Fundic gland polyps (benign), Injection site thrombophlebitis.
In presence of alarm symptoms
In the presence of any alarm symptom (e. g. significant unintentional weight loss, recurrent vomiting, dysphagia, haematemesis, anaemia or melaena) and when gastric ulcer is suspected or present, malignancy should be excluded, as treatment with pantoprazole may alleviate symptoms and delay diagnosis. Further investigation is to be considered if symptoms persist despite adequate treatment.
Hepatic Impairment
In patients with severe liver impairment, the liver enzymes should be monitored during therapy. In the case of a rise of the liver enzymes, the treatment should be discontinued.
Gastrointestinal infections caused by bacteria
Pantoprazole, like all proton pump inhibitors (PPIs), might be expected to increase the counts of bacteria normally present in the upper gastrointestinal tract. Treatment with Pantoprazole may lead to a slightly increased risk of gastrointestinal infections caused by bacteria such as Salmonella and Campylobacter or C. difficile.
Hypomagnesaemia
Severe hypomagnesaemia has been reported in patients treated with PPIs like pantoprazole for at least three months, and in most cases for a year. Serious manifestations of hypomagnesaemia such as fatigue, tetany, delirium, convulsions, dizziness and ventricular arrhythmia can occur but they may begin insidiously and be overlooked. In most affected patients, hypomagnesaemia improved after magnesium replacement and discontinuation of the PPI.
For patients expected to be on prolonged treatment or who take PPIs with digoxin or drug that may cause hypomagnesaemia (e.g., diuretics), health care professionals should consider measuring magnesium levels before starting PPI treatment and periodically during treatment.
Subacute cutaneous lupus erythematosus (SCLE)

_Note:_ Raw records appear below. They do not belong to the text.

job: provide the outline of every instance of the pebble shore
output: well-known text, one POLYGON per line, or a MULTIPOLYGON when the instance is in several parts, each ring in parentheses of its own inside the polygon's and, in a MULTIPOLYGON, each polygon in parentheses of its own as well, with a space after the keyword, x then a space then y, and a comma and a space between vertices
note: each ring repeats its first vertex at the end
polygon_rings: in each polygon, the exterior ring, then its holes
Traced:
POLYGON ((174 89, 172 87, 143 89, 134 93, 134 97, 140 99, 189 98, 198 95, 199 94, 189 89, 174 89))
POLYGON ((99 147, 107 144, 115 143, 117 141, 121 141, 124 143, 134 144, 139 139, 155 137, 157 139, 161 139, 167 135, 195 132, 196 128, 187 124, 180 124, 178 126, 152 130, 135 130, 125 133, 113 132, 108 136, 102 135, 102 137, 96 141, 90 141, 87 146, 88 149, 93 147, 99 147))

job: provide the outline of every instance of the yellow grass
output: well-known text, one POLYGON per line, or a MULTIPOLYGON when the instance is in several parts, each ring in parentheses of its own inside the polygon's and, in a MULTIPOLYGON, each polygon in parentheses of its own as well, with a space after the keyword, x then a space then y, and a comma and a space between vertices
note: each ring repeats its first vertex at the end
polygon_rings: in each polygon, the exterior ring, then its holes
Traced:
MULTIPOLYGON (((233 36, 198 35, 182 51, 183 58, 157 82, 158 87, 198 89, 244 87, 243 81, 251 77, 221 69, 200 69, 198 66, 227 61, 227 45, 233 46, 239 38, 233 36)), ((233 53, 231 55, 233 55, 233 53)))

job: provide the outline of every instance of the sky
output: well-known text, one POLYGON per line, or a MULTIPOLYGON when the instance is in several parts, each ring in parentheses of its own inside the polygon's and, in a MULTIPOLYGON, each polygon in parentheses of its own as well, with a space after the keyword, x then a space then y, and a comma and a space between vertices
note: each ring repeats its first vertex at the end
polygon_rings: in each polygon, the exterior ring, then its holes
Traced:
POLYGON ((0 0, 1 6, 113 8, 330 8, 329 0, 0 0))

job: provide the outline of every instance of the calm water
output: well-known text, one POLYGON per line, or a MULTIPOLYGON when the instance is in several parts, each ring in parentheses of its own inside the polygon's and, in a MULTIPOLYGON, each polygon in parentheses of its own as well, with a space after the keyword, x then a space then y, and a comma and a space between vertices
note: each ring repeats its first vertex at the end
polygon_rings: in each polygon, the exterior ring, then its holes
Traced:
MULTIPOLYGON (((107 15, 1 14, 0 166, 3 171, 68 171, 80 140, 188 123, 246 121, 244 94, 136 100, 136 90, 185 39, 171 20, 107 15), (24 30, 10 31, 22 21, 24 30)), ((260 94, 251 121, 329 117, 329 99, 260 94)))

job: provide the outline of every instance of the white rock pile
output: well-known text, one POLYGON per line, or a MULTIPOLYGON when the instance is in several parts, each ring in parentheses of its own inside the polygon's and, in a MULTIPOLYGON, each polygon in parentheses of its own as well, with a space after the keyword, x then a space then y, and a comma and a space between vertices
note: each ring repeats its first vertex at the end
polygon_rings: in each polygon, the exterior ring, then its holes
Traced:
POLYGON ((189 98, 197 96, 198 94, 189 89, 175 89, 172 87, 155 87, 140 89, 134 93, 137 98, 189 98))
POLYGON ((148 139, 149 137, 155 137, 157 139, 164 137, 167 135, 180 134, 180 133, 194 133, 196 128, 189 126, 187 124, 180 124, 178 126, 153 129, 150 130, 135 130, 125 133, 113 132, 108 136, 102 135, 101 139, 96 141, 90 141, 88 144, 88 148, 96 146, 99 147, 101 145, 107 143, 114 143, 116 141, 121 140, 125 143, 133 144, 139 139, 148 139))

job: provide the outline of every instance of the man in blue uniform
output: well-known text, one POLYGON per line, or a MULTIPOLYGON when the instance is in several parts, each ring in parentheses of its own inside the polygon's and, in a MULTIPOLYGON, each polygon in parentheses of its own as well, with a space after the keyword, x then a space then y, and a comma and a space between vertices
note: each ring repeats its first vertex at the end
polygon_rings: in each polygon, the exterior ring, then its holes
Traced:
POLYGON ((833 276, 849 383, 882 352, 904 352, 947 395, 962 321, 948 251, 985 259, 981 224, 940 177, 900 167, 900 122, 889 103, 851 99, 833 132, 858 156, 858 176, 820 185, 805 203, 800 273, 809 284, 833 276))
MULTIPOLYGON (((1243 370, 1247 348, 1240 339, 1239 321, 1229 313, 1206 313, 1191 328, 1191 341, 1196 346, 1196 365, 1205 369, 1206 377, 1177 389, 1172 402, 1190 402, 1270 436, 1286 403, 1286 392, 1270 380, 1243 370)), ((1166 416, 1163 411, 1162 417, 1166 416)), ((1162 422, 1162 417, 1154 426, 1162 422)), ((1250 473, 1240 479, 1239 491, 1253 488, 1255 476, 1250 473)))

Proton pump inhibitors are associated with very infrequent cases of SCLE. If lesions occur, especially in sun-exposed areas of the skin, and if accompanied by arthralgia, the patient should seek medical help promptly and the health care professional should consider stopping pantoprazole. SCLE after previous treatment with a proton pump inhibitor may increase the risk of SCLE with other proton pump inhibitors.
Bone fractures
Proton pump inhibitors, especially if used in high doses and over long durations (>1 year), may modestly increase the risk of hip, wrist and spine fracture, predominantly in the elderly or in presence of other recognised risk factors.
Observational studies suggest that proton pump inhibitors may increase the overall risk of fracture by 10–40%. Some of this increase may be due to other risk factors. Patients at risk of osteoporosis should receive care according to current clinical guidelines and they should have an adequate intake of vitamin D and calcium.
Interference with laboratory tests
Increased Chromogranin A (CgA) level may interfere with investigations for neuroendocrine tumours. To avoid this interference, pantoprazole treatment should be stopped for at least 5 days before CgA measurements. If CgA and gastrin levels have not returned to reference range after initial measurement, measurements should be repeated 14 days after cessation of proton pump inhibitor treatment.
Store below 30oC preferably in cool and dry place. Protect from light.
The reconstituted solution to be used immediately. If not used, can be stored for 24 hours at 2° C to 8°C at aseptic condition. If not used immediately, in-use storage times and conditions are the responsibility of the user.
Keep the medicine out of reach of children.
10 ml Amber USP type III glass vial with grey bromobutyl rubber stopper, sealed with a yellow flip-off aluminium seal. Pantoprazole 40 mg powder for solution for injection in glass vial is supplied with 10 ml plastic ampoule of diluent sodium chloride injection 0.9% w/v in unit carton with pack insert.